Una recente (2020) ricerca bibliografica sulla relazione tra presenza di litio nell’acqua potabile pubblica e tassi di mortalità per suicidio (The British Journal of Psychiatry, 217(6), 667-678) ha esaminato 415 lavori pubblicati tra il 1945 e il 2018 e confermato l’esistenza degli effetti protettivi del litio. Tanto che qualcuno ha perfino prospettato la possibile utilità dell’integrazione di litio nell’acqua potabile.

Idea un po’ balzana e caduta per fortuna nel dimenticatoio. Anche perché questo farmaco, benefico per molti aspetti, in caso di errori nel dosaggio e/o di altre condizioni difficilmente controllabili o prevedibili quando l’assunzione avviene attraverso l’acqua potabile (sudorazioni eccessive, diarrea, vomito, gravidanza, allattamento, età avanzata, ecc.) produce effetti collaterali non trascurabili.

C’è in ballo anche l’ipotesi che l’assunzione di litio nei soggetti con disturbo bipolare possa avere in qualche modo anche una funzione protettiva sul cervello. Ad esempio, potenziando struttura e funzione dell’ippocampo, una parte del cervello dedicata alla memoria (J Psychiatry Neurosci. 2012 Sep;37(5):333-43). Una osservazione che ha aperto un ulteriore promettente filone di ricerca, anche se mancano ancora risultati definitivi.

Anche nelle cosiddette medicine complementari il litio e i minerali che lo contengono (tormalina litica, lepidolite) hanno un ruolo interessante. I minerali citati sono nell’armamentario della Litoterapia dechelatrice, un metodo che utilizza a scopo terapeutico la somministrazione per bocca di alcuni minerali e di rocce, diluiti per evitarne la tossicità. La tormalina litica e la lepidolite possono affiancare altre terapie negli stati depressivi, nell’insonnia e in tutte le turbe del sistema nervoso.

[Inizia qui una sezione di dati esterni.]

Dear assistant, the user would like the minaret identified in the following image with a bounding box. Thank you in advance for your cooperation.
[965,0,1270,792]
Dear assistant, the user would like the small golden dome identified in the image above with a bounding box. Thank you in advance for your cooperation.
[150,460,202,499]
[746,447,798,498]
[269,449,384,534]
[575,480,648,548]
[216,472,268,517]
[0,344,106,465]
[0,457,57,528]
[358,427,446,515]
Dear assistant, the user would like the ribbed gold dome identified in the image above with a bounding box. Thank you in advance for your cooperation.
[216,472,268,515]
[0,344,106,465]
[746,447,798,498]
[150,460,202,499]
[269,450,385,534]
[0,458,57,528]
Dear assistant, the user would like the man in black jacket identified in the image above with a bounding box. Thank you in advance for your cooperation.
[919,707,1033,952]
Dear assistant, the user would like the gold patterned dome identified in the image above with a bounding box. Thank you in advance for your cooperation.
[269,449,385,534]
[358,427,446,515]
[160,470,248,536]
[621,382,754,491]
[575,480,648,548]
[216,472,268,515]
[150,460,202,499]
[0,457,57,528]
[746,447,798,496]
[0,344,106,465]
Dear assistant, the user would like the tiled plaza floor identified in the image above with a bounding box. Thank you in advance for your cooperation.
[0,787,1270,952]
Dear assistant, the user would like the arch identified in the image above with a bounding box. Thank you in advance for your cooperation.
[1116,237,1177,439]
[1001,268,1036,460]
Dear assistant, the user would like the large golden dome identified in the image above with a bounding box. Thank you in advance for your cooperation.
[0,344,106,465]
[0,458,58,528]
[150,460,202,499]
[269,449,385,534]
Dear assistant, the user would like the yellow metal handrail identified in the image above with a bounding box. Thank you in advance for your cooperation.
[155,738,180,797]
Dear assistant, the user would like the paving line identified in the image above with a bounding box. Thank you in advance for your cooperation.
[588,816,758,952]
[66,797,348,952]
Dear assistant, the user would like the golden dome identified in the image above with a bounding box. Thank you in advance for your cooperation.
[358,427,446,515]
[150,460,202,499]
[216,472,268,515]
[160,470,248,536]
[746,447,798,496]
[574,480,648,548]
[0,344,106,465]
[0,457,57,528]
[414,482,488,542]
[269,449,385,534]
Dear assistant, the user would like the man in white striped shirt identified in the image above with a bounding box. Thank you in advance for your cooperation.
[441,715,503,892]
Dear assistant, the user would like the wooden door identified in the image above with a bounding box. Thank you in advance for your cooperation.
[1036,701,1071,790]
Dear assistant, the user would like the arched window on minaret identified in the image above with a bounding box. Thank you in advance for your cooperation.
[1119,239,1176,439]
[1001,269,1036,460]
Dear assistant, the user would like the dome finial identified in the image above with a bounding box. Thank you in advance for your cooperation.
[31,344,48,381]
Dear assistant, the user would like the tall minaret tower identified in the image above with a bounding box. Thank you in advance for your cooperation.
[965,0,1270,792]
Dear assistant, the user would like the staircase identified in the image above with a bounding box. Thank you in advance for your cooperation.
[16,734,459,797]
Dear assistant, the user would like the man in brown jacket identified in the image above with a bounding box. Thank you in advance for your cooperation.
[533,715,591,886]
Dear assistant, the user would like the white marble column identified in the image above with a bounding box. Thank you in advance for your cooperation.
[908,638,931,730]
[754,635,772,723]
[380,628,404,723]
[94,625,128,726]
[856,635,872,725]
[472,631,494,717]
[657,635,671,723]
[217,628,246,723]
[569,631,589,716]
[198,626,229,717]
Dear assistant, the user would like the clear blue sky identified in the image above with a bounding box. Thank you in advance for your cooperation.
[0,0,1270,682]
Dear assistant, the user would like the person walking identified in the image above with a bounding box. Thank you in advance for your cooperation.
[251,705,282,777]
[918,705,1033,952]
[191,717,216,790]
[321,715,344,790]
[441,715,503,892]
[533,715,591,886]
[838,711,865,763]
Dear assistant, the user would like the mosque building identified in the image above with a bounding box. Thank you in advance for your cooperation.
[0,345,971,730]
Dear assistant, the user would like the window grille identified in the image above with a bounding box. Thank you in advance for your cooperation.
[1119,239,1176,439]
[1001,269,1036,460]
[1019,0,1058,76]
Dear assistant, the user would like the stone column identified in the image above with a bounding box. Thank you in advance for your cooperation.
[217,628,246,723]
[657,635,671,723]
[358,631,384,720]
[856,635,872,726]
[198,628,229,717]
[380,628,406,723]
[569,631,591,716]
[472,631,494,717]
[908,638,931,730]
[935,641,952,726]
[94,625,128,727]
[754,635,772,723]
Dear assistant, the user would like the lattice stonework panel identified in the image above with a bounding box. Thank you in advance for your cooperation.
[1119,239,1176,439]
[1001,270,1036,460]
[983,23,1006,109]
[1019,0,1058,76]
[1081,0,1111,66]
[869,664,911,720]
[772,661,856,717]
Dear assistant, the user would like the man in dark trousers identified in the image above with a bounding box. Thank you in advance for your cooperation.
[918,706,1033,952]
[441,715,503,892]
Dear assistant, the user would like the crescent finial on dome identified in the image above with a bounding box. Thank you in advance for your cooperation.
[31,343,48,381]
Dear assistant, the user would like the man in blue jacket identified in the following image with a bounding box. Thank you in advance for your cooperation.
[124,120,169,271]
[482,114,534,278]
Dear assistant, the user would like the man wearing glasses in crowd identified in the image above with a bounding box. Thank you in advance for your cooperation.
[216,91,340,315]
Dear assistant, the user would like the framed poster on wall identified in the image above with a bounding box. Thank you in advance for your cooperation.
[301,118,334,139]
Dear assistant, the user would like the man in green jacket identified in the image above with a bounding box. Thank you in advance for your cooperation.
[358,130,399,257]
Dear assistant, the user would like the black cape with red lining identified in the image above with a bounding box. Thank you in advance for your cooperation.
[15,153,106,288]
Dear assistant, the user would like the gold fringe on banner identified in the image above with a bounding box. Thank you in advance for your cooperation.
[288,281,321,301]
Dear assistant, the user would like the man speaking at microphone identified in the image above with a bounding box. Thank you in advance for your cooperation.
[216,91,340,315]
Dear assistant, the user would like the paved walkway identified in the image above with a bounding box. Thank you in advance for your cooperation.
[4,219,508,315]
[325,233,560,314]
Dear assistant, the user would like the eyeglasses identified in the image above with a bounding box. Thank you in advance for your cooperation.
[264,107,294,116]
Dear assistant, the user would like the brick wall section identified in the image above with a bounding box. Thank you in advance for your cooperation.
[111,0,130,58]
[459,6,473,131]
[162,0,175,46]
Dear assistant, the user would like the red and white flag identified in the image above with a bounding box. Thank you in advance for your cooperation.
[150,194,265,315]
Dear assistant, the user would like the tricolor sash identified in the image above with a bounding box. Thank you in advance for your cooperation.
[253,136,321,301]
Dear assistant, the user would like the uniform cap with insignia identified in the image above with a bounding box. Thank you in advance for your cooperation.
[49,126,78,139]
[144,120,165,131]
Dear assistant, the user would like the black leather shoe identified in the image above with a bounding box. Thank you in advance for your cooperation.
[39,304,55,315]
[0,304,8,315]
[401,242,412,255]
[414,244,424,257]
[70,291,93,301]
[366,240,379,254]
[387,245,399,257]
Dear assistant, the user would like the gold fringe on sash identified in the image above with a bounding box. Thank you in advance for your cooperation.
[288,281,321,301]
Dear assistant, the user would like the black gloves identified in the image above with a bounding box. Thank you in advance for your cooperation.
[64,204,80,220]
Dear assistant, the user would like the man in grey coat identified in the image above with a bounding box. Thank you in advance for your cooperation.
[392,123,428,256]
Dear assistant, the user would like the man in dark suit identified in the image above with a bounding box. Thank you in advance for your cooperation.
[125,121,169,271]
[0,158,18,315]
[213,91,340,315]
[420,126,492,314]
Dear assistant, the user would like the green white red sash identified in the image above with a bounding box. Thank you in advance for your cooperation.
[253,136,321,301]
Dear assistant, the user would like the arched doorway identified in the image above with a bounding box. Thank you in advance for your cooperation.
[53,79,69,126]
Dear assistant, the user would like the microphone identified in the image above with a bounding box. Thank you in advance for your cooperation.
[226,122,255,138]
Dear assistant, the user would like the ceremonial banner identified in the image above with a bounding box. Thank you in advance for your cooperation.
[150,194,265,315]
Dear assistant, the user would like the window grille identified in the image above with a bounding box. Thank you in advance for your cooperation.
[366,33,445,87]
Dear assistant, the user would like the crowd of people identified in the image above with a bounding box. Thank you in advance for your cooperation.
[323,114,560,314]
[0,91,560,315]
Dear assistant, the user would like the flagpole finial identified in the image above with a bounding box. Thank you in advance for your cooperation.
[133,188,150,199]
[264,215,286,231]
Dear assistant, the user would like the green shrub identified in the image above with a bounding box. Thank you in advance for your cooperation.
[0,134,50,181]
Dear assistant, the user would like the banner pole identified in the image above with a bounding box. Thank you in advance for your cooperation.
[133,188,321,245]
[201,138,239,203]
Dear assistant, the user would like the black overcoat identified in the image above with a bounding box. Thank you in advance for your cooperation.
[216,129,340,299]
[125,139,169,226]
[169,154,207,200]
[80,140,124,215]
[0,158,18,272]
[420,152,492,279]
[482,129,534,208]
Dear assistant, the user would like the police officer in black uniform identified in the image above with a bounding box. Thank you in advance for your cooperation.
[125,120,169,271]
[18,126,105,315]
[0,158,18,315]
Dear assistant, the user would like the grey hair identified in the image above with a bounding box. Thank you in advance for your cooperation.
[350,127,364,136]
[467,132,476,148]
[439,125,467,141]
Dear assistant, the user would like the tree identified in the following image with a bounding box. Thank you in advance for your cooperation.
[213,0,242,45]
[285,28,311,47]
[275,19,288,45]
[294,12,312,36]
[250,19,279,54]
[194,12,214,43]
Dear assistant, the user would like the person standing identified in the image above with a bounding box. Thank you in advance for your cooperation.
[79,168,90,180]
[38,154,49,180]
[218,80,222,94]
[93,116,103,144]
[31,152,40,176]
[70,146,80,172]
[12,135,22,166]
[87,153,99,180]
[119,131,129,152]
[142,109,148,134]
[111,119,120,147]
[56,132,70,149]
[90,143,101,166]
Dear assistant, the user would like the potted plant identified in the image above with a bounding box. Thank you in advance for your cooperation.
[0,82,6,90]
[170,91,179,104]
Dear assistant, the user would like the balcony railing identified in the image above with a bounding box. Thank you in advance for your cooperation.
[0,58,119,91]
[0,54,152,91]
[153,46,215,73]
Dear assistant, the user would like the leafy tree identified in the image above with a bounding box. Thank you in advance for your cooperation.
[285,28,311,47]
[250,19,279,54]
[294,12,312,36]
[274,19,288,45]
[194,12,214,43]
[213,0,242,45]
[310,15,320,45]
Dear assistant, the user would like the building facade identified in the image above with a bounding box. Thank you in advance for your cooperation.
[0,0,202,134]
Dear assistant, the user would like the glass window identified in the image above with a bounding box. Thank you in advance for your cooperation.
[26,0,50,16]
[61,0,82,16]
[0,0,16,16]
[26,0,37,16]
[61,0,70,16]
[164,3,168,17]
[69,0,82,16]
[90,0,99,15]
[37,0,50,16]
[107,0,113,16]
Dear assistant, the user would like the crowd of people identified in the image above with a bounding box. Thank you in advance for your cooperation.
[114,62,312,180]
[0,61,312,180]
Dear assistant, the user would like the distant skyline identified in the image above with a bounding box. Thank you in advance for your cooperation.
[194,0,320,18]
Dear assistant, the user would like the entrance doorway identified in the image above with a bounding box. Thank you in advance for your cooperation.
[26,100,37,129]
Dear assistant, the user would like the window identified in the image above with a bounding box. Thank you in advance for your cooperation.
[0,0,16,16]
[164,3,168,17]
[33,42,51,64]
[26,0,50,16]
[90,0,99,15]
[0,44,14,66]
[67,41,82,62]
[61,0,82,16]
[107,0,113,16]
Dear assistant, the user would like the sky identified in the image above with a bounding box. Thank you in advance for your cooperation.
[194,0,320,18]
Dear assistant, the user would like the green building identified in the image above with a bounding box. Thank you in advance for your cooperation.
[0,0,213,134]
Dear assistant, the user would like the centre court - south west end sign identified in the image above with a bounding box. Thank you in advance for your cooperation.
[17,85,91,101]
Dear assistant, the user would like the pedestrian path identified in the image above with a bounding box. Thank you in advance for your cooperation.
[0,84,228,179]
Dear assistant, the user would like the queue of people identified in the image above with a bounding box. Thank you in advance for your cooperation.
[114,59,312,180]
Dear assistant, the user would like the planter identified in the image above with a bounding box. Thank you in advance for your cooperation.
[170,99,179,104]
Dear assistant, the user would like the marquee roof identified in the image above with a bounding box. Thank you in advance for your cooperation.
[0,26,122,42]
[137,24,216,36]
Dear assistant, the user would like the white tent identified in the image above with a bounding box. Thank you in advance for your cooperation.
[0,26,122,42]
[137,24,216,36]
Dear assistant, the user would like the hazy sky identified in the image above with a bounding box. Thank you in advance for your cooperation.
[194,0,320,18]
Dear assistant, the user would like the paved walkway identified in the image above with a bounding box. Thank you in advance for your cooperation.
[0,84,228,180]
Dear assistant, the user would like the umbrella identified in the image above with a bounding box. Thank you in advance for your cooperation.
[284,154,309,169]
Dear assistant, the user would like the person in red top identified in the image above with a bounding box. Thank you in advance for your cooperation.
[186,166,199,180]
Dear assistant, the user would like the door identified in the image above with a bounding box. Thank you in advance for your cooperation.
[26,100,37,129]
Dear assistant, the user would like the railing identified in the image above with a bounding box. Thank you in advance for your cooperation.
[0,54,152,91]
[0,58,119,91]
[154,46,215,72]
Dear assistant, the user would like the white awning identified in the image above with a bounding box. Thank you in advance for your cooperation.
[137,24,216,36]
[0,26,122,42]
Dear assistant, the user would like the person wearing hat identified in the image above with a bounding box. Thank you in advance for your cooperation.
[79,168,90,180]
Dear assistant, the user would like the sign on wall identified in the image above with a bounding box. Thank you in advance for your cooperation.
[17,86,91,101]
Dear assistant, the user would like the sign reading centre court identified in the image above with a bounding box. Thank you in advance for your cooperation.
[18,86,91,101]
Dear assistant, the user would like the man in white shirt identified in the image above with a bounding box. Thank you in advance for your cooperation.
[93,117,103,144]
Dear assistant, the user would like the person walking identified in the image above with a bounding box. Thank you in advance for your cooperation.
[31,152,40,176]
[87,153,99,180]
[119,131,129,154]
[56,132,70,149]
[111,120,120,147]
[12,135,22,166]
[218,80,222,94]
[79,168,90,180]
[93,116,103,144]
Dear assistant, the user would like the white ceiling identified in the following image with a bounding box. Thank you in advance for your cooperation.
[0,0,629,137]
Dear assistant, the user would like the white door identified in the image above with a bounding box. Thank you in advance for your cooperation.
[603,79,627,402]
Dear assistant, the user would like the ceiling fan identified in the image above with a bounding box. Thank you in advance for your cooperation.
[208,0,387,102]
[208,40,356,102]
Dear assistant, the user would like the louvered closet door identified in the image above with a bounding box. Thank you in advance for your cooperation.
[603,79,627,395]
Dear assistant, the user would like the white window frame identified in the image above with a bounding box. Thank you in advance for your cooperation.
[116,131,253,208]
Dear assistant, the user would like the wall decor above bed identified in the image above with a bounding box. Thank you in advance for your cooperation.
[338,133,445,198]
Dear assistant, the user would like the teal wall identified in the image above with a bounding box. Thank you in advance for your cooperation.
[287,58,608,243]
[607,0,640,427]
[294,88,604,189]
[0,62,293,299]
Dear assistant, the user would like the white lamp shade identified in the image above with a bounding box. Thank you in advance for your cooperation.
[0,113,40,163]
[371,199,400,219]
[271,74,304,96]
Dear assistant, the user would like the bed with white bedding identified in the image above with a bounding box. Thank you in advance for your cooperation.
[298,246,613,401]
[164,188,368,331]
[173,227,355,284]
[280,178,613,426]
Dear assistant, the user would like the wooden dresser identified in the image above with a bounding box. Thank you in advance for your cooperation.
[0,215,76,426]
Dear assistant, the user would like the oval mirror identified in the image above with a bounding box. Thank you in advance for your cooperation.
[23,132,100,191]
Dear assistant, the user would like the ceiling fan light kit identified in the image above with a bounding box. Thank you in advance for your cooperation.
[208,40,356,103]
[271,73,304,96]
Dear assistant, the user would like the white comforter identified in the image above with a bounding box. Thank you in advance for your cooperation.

Infine, Lithium carbonicum (carbonato di litio) è il rimedio omeopatico utilizzato essenzialmente per la cura dei reumatismi, soprattutto localizzati alle piccole articolazioni (dita delle mani e dei piedi, polsi e caviglie). Ne beneficiano le articolazioni dolenti, gonfie, rosse, nodose e deformate, specialmente se associate ad iperuricemia. Una curiosa consonanza con le storiche e ormai farmacologicamente superate proprietà antigottose dei sali di litio.